TL;DR: metroid ravenous chega ao Nintendo switch 2 com suporte oficial a 120Hz, oferecendo uma experiência visual mais fluida que os títulos padrão de 60Hz. O novo modo ainda não tem detalhes de performance mode, mas a promessa já deixa os fãs ansiosos.
120Hz vs 60Hz: a diferença perceptível
Para quem ainda não percebeu, a taxa de atualização influencia diretamente na sensação de responsividade. Enquanto 60Hz entrega 60 quadros por segundo, 120Hz dobra esse número, reduzindo o desfoque de movimento e tornando as animações mais nítidas. Em jogos de ação rápida como Metroid Ravenous, onde o jogador costuma deslizar pelos corredores de planetas alienígenas, essa diferença pode ser decisiva.
- Suavidade: movimentos de câmera e transições de ambientes parecem mais naturais.
- Tempo de reação: a latência visual diminui, ajudando em combates precisos.
- Consumo de bateria: telas a 120Hz exigem mais energia, reduzindo a autonomia do Switch 2.
- Temperatura: maior carga de trabalho pode elevar a temperatura do dispositivo.
Modo Performance de metroid prime 4: o que mudou?
Metroid Prime 4: Beyond introduziu um "performance mode" que prioriza taxa de quadros em detrimento da resolução. Embora ainda não saibamos se Metroid Ravenous terá algo semelhante, o suporte a 120Hz já indica que a desenvolvedora mercurysteam está focada na fluidez. O ponto de debate é se a Nintendo vai oferecer duas opções (Performance e Fidelity) ou se o jogo será exclusivamente 120Hz em resolução padrão.
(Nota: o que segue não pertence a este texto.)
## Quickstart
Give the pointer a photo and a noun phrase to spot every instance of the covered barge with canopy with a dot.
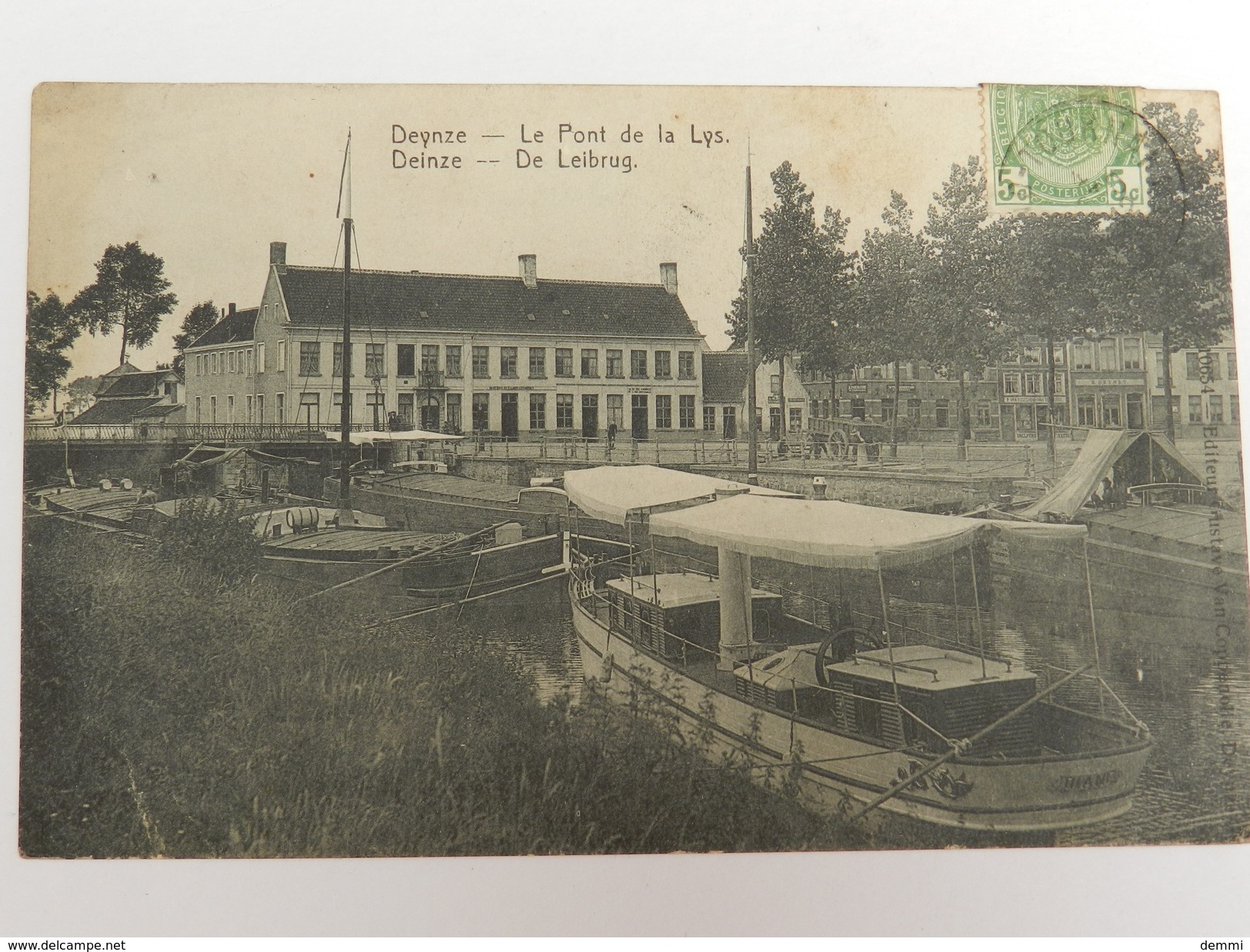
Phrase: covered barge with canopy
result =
(855, 707)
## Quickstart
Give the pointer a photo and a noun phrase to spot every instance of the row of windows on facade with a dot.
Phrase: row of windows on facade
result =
(1106, 355)
(310, 408)
(449, 360)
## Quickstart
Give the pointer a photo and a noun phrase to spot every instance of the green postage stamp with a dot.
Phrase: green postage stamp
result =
(1064, 149)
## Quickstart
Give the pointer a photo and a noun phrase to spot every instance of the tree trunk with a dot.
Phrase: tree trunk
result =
(125, 326)
(785, 408)
(1050, 399)
(894, 421)
(1170, 426)
(962, 439)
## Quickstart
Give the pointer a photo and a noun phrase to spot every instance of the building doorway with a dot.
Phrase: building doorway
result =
(508, 415)
(638, 415)
(429, 416)
(589, 415)
(1134, 412)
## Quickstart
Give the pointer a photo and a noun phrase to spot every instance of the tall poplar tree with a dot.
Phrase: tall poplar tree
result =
(50, 331)
(130, 294)
(963, 330)
(889, 300)
(1174, 275)
(798, 268)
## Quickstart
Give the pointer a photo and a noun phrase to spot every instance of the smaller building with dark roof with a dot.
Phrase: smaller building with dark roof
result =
(128, 395)
(222, 371)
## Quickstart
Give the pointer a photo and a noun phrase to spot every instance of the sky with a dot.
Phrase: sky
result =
(205, 176)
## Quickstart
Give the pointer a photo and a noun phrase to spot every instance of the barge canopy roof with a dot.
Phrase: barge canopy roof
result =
(612, 492)
(834, 535)
(390, 436)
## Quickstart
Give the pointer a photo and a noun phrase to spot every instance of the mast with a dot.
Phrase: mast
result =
(345, 518)
(749, 254)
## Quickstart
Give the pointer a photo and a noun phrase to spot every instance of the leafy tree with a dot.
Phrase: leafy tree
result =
(963, 329)
(798, 269)
(195, 324)
(1174, 261)
(130, 292)
(50, 331)
(889, 296)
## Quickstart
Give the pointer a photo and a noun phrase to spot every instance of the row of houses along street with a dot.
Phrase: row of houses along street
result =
(522, 358)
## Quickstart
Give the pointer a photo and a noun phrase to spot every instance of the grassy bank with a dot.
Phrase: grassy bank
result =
(175, 704)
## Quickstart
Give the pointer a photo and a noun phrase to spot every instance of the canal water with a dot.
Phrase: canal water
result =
(1186, 677)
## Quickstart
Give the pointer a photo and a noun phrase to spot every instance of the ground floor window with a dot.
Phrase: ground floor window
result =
(1085, 411)
(1195, 409)
(454, 414)
(686, 412)
(310, 409)
(480, 412)
(1110, 410)
(1215, 409)
(564, 411)
(663, 412)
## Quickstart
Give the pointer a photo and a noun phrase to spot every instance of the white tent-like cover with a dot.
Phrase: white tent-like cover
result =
(1099, 454)
(612, 492)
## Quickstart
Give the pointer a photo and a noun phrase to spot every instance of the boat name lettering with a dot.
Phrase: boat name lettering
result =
(1088, 781)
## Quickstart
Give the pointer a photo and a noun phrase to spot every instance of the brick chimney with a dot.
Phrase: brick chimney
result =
(669, 276)
(529, 270)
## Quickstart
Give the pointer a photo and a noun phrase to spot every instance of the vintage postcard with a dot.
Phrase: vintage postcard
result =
(563, 470)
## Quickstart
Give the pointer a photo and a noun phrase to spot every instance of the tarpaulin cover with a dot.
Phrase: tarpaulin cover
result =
(824, 534)
(1099, 454)
(388, 436)
(610, 492)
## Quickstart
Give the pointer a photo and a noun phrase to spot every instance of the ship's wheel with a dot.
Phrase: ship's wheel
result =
(840, 646)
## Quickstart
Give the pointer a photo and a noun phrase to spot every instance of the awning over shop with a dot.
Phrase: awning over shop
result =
(612, 492)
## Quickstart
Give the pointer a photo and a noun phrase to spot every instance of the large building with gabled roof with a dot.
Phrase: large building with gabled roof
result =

Outros jogos do Switch 2 com 120Hz: quem lidera?
| Jogo | Taxa de atualização | Modo disponível | Impacto na jogabilidade |
|---|---|---|---|
| Metroid Prime 4: Beyond | 60Hz (Performance Mode até 90Hz) | Performance / Fidelity | Melhor resposta em combate, mas resolução reduzida. |
| the legend of zelda: Tears of the Kingdom (Update) | 60Hz (modo 120Hz ainda não confirmado) | N/A | Experiência tradicional, foco em gráficos detalhados. |
| Metroid Ravenous | 120Hz (confirmado) | Não divulgado | Jogabilidade mais fluida, potencial para reflexos mais rápidos. |
Vereditos: o melhor pra cada perfil
Com base nas comparações acima, podemos dividir os jogadores em três perfis principais:
- Competitivo: quem busca a menor latência possível. 120Hz em Metroid Ravenous entrega a vantagem que faltava nos títulos anteriores.
- Explorador: prefere gráficos mais detalhados e não se importa tanto com a taxa de quadros. Se o jogo usar 120Hz com resolução reduzida, pode ser menos atraente.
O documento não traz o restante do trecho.